18.06.2010 Nezavisne Novine

Alleviating the Sufferings of Millions of BiH Citizens

In recent days there has been considerable debate about how to ensure that the BiH authorities have the resources they need in order to do their work.

This debate is long overdue – because putting Bosnia and Herzegovina back on the road to prosperity and EU integration is the number-one issue of the election campaign, and the only way to turn the economy around is to unblock reforms that must be implemented by the state authorities.

There are more than half a million unemployed people in this country today.

This stark and unacceptable fact is by far the biggest political challenge facing the electorate.

Tens of thousands of jobs have been lost just in the past twelve months, as inward investment has fallen, and the economy has contracted.

The international community has stepped into the breach, providing more than one billion KM so that that the Entities can honour their basic obligations to citizens.

But grants and loans from friendly governments and international financial agencies are only a short-term solution.

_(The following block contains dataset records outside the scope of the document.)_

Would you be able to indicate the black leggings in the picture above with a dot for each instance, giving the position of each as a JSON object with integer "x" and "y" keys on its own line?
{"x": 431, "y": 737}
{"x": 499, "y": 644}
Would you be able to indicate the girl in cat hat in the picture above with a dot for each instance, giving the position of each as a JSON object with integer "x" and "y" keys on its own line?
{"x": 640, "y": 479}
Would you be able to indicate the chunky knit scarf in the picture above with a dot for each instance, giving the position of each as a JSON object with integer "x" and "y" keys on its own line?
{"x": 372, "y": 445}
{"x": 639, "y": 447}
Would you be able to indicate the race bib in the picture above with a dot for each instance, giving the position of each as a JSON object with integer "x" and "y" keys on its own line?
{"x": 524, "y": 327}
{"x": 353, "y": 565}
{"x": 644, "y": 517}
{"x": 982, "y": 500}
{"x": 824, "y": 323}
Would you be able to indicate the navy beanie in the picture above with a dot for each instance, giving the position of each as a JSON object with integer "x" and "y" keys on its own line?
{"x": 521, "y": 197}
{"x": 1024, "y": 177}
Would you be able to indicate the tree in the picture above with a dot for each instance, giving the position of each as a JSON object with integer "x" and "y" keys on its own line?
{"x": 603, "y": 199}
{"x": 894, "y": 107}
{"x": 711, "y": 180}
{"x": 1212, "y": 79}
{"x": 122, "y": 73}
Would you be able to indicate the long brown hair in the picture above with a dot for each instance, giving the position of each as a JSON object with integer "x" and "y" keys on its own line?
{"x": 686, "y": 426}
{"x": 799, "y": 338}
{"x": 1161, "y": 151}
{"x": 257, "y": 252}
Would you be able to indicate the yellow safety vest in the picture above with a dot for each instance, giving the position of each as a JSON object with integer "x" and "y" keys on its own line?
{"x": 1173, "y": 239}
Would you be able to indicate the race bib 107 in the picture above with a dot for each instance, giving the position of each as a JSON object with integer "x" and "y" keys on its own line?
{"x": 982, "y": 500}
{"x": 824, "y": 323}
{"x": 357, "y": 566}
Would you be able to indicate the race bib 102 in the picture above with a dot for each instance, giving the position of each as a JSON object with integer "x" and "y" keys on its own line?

The real solution to Bosnia and Herzegovina’s devastating economic situation is to implement long-delayed economic reforms.

Mass unemployment and expanding poverty in this country have not been caused by the world recession – as candidates for re-election would like voters to believe. They are a direct result of political leaders ignoring, preventing, delaying and sabotaging urgent reforms.

These reforms would deliver prosperity to the whole country, preparing it for EU membership and providing BiH citizens with huge benefits long before membership was achieved.

The BiH authorities have to take the same steps that have worked in other transition countries. These steps include pursuing a coherent economic development strategy, an industrial strategy, an export strategy, and an energy strategy, enacting a Law on Obligations and modernising the banking supervision system.

They also include making sure that the ministers responsible for managing the BiH economy – the prime ministers and finance ministers – meet as often as they are scheduled to meet and ideally much more often than that.

Just this week, at the height of an economic crisis that affects every man, woman and child in the country, the BiH Fiscal Council had to cancel a scheduled meeting because not enough participants agreed to turn up.

The primary object of the reforms I have listed is to create new jobs.

The secondary object is to take Bosnia and Herzegovina closer to Europe.

Although all of the major parties have endorsed these reforms, they have not been implemented.

As a direct result of this, unemployment has increased.

Because fewer people are in work, direct tax revenue is down, and because people are spending less money, indirect tax revenue is also down.

The way to ensure that the Entities have enough money is to get the economy moving, and the way to get the economy moving is to ensure that the State authorities, which are responsible for all of the core economic reforms, have the resources they need in order to do their job.

The issue before the BiH electorate is not, first and foremost, about fulfilling European integration requirements – it’s about alleviating the suffering of hundreds of thousands of citizens.

The international community has provided huge funds as well as political, technical and diplomatic assistance to get Bosnia and Herzegovina out of its present economic crisis and back on the road to prosperity.

Those who have been loudest in opposing reforms (and, indeed, in criticising the international community) have presided over an era of rising unemployment and deepening hardship.

That fact alone cries out for greater public debate.